This exercise considers two-player MDPs that correspond to zero-sum, turn-taking games like those in Chapter game-playing-chapter. Let the players be $A$ and $B$, and let $R(s)$ be the reward for player $A$ in state $s$. (The reward for $B$ is always equal and opposite.)
-
Let $U_A(s)$ be the utility of state $s$ when it is $A$’s turn to move in $s$, and let $U_B(s)$ be the utility of state $s$ when it is $B$’s turn to move in $s$. All rewards and utilities are calculated from $A$’s point of view (just as in a minimax game tree). Write down Bellman equations defining $U_A(s)$ and $U_B(s)$.
-
Explain how to do two-player value iteration with these equations, and define a suitable termination criterion.
-
Consider the game described in Figure line-game4-figure on page line-game4-figure.

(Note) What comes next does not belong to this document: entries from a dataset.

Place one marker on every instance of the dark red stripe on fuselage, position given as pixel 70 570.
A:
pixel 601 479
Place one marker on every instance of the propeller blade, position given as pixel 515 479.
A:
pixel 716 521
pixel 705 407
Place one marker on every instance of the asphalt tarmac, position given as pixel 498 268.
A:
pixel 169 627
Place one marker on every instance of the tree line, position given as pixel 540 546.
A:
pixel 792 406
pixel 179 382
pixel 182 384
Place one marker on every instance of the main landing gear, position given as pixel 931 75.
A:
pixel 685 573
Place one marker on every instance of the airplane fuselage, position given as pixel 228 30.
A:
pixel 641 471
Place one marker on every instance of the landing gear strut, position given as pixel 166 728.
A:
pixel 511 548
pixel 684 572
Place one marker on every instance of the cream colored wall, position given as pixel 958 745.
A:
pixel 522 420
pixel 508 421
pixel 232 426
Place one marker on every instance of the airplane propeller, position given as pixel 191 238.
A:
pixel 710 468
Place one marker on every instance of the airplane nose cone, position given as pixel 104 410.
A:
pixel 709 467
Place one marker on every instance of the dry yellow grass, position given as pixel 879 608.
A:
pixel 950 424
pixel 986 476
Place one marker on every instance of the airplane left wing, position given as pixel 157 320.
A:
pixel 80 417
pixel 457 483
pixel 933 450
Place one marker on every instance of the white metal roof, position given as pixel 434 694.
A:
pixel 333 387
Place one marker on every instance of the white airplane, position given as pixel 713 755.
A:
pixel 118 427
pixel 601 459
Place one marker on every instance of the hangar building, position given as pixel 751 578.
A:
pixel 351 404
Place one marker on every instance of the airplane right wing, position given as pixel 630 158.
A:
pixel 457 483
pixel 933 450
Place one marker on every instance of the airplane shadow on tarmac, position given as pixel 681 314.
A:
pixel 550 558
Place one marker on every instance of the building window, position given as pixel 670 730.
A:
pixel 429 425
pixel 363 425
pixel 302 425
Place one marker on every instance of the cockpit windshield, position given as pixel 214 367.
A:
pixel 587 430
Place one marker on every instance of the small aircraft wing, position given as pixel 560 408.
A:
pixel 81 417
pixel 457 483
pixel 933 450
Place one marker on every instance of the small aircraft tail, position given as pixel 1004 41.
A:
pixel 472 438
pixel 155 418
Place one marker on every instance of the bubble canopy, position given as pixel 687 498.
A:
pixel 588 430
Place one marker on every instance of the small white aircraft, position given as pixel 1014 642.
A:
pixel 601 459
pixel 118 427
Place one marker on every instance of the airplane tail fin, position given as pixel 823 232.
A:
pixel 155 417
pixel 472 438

Draw the state space (rather than the game tree), showing the moves by $A$ as solid lines and moves by $B$ as dashed lines. Mark each state with $R(s)$. You will find it helpful to arrange the states $(s_A,s_B)$ on a two-dimensional grid, using $s_A$ and $s_B$ as “coordinates.”
-
Now apply two-player value iteration to solve this game, and derive the optimal policy.